Given Amazon's workforce demographics the optics of a very Red state don't look good.


It does if they enforce their non-discrimination policies. The oppressed need jobs too.

Also, news media's love of simplification has really twisted people's view of states other than their own. Georgia is about as "blue" as California or New York, but most of it is concentrated in a few counties in Metro Atlanta amid 159 state-wide. People mistake resolution for politics.

If an alleged "blue" state had as many counties as Georgia, those county election maps would look awfully red too. But since they don't, the counties that lean D take up more space, and the extremes on both ends are attenuated in a larger pool so red doesn't look as red.

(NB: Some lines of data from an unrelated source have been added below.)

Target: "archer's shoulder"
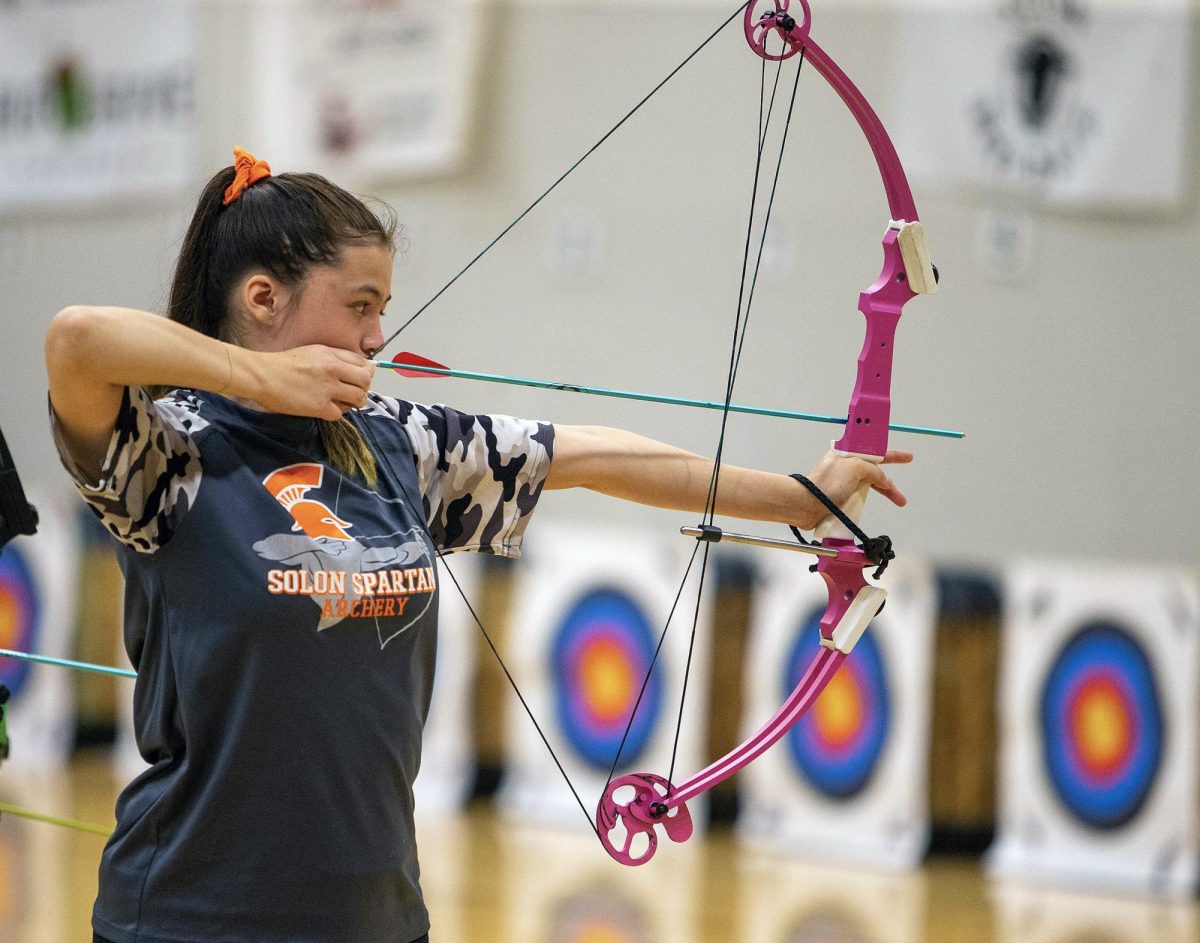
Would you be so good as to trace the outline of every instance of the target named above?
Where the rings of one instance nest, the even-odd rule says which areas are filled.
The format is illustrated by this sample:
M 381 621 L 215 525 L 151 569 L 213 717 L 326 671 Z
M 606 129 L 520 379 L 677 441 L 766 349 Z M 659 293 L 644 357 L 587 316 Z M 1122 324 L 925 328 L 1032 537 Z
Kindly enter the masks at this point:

The south in particular is notorious for having lots of counties. It was a way to get more money during Reconstruction. There's a reason the most prosperous former Confederate states have more counties even if you exclude those formed post-Reconstruction.


But its perception that counts if your asking people to move to a new area especially if your recruiting internationally

And also living in a small liberal eclave isn't that appealing.


The aforementioned Atlanta metro is the 9th largest MSA in the US (just ahead of Boston).

So not really a small liberal enclave.


I think the person you replied to started working on their reply in the time I added everything after the first line.


Assuming that they don't want to import a bunch of blue folks to Seattle (college hires)


I suspect that a lot more people want to work in NYC "the city that never sleeps" than Dallas "home of Jr Ewing"


Dallas gets a lot of (imo, undeserved) hate, but I'm curious as to why you didn't like it?


It effectively puts them in the heart of government and business. In hindsight it’s a pretty strong choice. Really wish they had chosen somewhere that really needed work though.


> I'd rather Amazon land in Dallas that probably needs the jobs more.

Nah, jobs are definitely not needed and there is already an influx of large out of state companies moving in. I will say with the rapidly expanding suburbs coupled with the lack of culture or protectionist policies due to everyone around being transplants anyways, it could absorb it (assuming we're not talking about Dallas proper but outside of the city which is where most companies reside).